Este traumatismo poco común, puede ser consecuencia de una lesión o enfermedad. El signo de Hamman es la queja más común de los pacientes.

El mediastino es la parte del tórax que se encuentra ubicada entre el esternón, la columna vertebral y los pulmones; en dicha zona están contenidos el corazón, los vasos sanguíneos grandes, la tráquea, el timo, el esófago y los tejidos conectivos. Se divide en anterior o frontal, medio y posterior.

Cuando hay presencia de aire en el mediastino, a esto se le conoce como neumomediastino espontáneo (NME), una enfermedad poco común que suele ocurrir en personas jóvenes, especialmente atletas de contextura delgada, altas y con tórax longilíneo.

En algunos casos, puede ser una enfermedad completamente asintomática. Sin embargo, es usualmente una afección que causa dolor torácico detrás del esternón, dispersándose muchas veces hacia otras partes del cuerpo como el cuello o los brazos. Cuando se toma una respiración muy profunda o se lleva a cabo una deglución, el dolor podría empeorar.

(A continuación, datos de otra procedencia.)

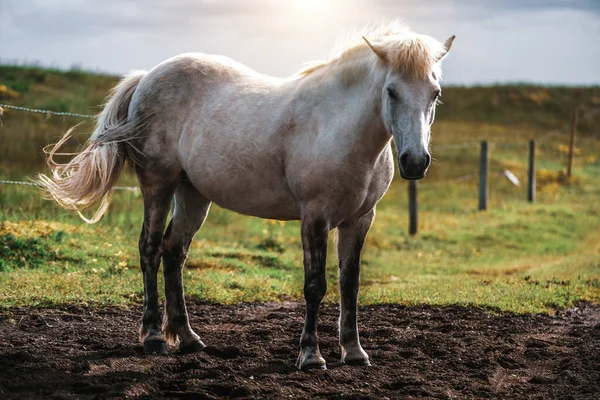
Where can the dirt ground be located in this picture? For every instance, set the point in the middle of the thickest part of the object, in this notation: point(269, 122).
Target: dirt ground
point(417, 353)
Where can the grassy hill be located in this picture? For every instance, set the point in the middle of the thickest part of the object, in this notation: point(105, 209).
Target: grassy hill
point(517, 256)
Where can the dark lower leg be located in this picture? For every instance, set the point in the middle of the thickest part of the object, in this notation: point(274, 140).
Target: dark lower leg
point(350, 244)
point(190, 212)
point(314, 238)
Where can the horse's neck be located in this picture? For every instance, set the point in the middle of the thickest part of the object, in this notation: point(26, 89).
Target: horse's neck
point(350, 92)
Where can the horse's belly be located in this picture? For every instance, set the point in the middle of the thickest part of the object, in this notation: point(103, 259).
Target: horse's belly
point(248, 193)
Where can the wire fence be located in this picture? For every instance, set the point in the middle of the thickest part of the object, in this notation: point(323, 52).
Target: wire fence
point(35, 184)
point(48, 113)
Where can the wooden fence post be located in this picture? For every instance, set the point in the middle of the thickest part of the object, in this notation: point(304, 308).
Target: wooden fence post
point(484, 164)
point(531, 173)
point(572, 142)
point(412, 207)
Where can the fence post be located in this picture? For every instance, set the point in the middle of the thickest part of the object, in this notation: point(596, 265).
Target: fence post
point(572, 142)
point(484, 164)
point(531, 173)
point(412, 207)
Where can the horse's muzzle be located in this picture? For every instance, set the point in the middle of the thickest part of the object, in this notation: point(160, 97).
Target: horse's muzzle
point(413, 167)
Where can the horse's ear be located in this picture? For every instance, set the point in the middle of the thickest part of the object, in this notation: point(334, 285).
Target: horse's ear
point(376, 49)
point(446, 47)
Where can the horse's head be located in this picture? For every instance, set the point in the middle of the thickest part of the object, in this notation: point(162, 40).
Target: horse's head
point(410, 92)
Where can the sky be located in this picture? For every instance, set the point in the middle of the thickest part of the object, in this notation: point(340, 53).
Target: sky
point(497, 41)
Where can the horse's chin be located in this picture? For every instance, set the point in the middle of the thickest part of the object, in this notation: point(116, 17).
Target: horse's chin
point(411, 177)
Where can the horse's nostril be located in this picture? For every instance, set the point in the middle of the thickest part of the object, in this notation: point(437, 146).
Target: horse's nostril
point(404, 160)
point(427, 160)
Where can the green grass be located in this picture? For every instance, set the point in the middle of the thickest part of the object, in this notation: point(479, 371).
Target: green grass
point(516, 257)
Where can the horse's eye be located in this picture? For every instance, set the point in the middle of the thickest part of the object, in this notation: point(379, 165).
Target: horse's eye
point(392, 94)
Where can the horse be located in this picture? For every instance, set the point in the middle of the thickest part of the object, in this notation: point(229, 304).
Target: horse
point(314, 147)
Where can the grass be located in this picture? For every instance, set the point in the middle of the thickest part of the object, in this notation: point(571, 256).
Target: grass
point(517, 256)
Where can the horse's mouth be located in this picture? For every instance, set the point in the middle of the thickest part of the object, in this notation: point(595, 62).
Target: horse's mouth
point(411, 177)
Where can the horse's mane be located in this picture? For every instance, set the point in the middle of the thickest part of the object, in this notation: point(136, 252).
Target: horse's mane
point(407, 51)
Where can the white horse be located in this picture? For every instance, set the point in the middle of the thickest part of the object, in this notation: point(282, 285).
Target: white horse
point(315, 147)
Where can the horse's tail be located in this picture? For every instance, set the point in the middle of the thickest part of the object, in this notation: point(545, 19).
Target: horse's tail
point(89, 178)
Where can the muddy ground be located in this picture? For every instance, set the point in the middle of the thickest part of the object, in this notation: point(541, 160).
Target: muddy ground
point(417, 353)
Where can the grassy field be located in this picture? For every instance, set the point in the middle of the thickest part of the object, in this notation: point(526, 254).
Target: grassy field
point(517, 256)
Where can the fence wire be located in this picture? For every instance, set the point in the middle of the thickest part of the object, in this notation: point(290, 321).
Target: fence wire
point(46, 112)
point(35, 184)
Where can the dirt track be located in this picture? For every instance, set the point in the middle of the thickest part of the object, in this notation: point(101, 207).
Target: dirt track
point(418, 352)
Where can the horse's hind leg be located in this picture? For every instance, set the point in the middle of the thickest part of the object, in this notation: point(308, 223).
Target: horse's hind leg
point(351, 239)
point(157, 191)
point(191, 209)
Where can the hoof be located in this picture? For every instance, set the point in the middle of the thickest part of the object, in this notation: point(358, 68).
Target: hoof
point(192, 347)
point(358, 363)
point(310, 360)
point(355, 355)
point(155, 347)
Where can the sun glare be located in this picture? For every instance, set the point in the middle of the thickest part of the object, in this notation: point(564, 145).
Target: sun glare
point(312, 6)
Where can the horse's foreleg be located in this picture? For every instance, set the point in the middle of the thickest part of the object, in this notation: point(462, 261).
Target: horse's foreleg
point(191, 209)
point(350, 243)
point(157, 202)
point(314, 242)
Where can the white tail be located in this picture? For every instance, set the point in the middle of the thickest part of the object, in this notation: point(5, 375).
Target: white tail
point(89, 177)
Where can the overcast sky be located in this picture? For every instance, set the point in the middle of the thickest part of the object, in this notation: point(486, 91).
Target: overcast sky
point(540, 41)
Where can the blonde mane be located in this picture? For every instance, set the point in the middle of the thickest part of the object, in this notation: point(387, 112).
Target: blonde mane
point(415, 54)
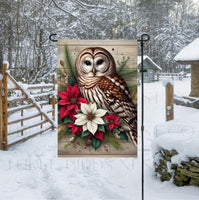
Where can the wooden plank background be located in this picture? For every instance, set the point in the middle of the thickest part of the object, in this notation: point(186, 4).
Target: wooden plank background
point(119, 49)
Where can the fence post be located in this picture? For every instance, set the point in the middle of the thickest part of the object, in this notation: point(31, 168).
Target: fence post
point(169, 102)
point(1, 115)
point(5, 114)
point(53, 99)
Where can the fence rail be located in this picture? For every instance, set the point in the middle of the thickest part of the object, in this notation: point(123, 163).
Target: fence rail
point(173, 76)
point(26, 100)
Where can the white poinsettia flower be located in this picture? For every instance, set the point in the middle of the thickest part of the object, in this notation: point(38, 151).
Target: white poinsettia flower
point(90, 117)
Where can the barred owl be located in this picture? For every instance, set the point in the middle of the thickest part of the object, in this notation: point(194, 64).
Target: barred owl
point(99, 83)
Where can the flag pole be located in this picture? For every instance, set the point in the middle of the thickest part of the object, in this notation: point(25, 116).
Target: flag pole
point(144, 38)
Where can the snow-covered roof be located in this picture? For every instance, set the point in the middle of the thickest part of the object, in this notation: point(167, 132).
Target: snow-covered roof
point(189, 53)
point(139, 60)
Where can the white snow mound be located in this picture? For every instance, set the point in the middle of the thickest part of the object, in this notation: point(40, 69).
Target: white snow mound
point(189, 53)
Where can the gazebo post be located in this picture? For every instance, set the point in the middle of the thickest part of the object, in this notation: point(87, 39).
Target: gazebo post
point(189, 55)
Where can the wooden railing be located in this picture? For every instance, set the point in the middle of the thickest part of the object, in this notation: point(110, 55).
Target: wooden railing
point(173, 76)
point(26, 101)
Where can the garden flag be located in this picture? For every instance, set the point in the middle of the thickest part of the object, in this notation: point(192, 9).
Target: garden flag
point(97, 98)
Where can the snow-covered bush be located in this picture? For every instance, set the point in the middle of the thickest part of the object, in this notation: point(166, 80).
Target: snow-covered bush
point(176, 158)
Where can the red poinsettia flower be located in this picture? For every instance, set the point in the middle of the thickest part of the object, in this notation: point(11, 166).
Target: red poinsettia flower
point(70, 100)
point(113, 121)
point(98, 135)
point(75, 129)
point(72, 115)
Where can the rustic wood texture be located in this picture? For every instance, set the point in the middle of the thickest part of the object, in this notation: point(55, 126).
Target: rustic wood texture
point(169, 102)
point(18, 86)
point(5, 100)
point(119, 49)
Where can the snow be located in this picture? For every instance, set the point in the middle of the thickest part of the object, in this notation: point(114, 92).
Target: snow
point(32, 170)
point(6, 63)
point(166, 81)
point(189, 53)
point(139, 60)
point(185, 144)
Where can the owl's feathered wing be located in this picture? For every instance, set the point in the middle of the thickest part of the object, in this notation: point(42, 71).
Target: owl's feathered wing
point(117, 100)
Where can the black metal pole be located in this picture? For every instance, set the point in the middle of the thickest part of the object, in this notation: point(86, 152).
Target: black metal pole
point(50, 37)
point(144, 38)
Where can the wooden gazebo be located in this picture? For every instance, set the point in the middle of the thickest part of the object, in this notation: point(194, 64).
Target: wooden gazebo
point(189, 55)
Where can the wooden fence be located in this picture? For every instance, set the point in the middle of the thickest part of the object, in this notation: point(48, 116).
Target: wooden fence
point(178, 76)
point(13, 121)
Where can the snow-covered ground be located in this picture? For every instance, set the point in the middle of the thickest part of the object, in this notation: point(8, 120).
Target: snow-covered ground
point(32, 170)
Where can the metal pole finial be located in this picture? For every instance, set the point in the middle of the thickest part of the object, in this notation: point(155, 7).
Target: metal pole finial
point(50, 37)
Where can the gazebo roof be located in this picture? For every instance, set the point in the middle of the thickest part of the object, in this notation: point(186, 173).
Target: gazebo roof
point(189, 54)
point(145, 57)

La Biblioteca Nacional de Medicina de los Estados Unidos (EE.UU.) subraya que este no es un traumatismo común, no obstante puede ser causado por una lesión o enfermedad y suele ocurrir con mayor frecuencia, cuando el aire se filtra desde el pulmón hacia el mediastino.

Esta afección, normalmente es causada por tos excesiva, contracciones repetitivas que aumentan la presión abdominal (trabajos de parto), vómitos o sibilancias y ocurren generalmente después de la práctica de buceo, ascensos rápidos en altitud, el uso de respiradores, el consumo inhalado de drogas psicoactivas como cocaína o crack, las rupturas de esófago y tráquea o los accesos de tos en pacientes asmáticos o con infecciones respiratorias bajas.

Los síntomas por su parte no son frecuentes pero ocurren con dolor torácico y retroesternal (encima del diafragma), disnea, disfagia (dificultad para deglutir) y debilidad. El signo de Hamman o de crepitación, es la queja más común de los pacientes.

Se trata de un  ruido crujiente y áspero del corazón cuando sus latidos chocan contra tejidos llenos de aire. Puede compararse con el sonido de las crispetas cuando estallan. Generalmente es una condición que se crea en los pacientes que han sido operados a corazón abierto.

No es un estado que normalmente requiera tratamiento, debido a que el cuerpo absorberá el aire de manera gradual, sin embargo, se puede realizar una radiografía de tórax para confirmar el diagnóstico, teniendo en cuenta que durante un examen físico, el médico ha sentido pequeñas burbujas de aire bajo la piel de este órgano, los brazos o el cuello.

Por su parte, el portal de contenidos médicos y noticias intramed.net, sostiene que los pacientes jóvenes con neumomediastino espontáneo pueden ser tratados con un corto período de observación y tratamiento sintomático, generalmente sin la necesidad de admisión o estudios diagnósticos adicionales.